Two weeks passed between the time of Frenkel’s complaint and the group’s closure. She believes the reason for a more thorough review of her complaint was several reports in the media and the broad publicity they generated.

Although the group Morality has been closed, Novye Izvestia has found a number of similar communities where Frenkel’s identity and ethnicity continue to be discussed to the hilt.

As Novye Izvestia reported yesterday, early in the week, a court ordered Smolensk journalist Polina Petruseva to pay a fine of 1,000 rubles for “promoting Nazi symbols.” The court case was occasioned by Petruseva’s publishing a photograph of her own building’s backyard during World War Two on her social network page. The photograph shows German soldiers standing in formation next to the flag of the Third Reich. On Tuesday, the Russian Constitutional Court confirmed the ban on displaying any Nazi paraphernalia or symbols.
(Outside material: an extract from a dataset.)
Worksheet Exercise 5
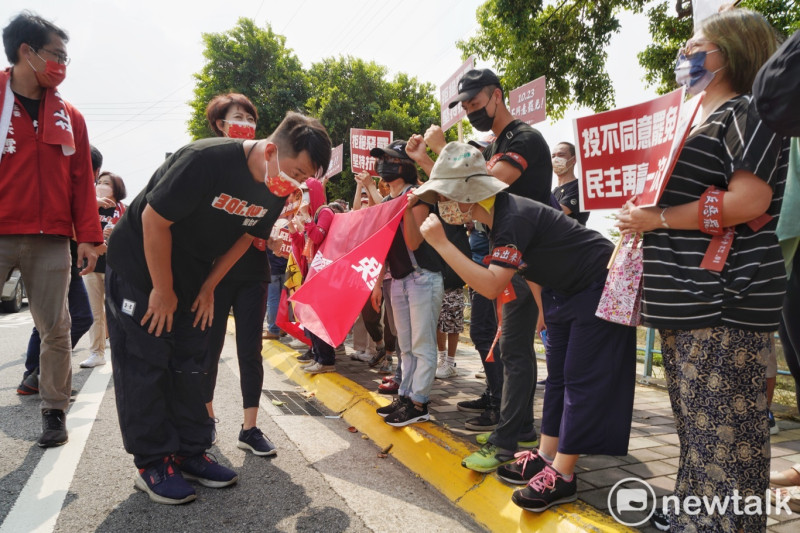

But law enforcement agencies have not yet responded to the controversy involving Leokadia Frenkel. The police are reluctant to accept such complaints, because there is almost no mechanism for working with such cases, Mikhail Pashkin, chair of the Moscow Police Union’s coordinating council, told Novye Izvestia. According to him, criminal charges are filed in such instances only to make an example of someone, “which is probably what happened in the case of the journalist from Smolensk.”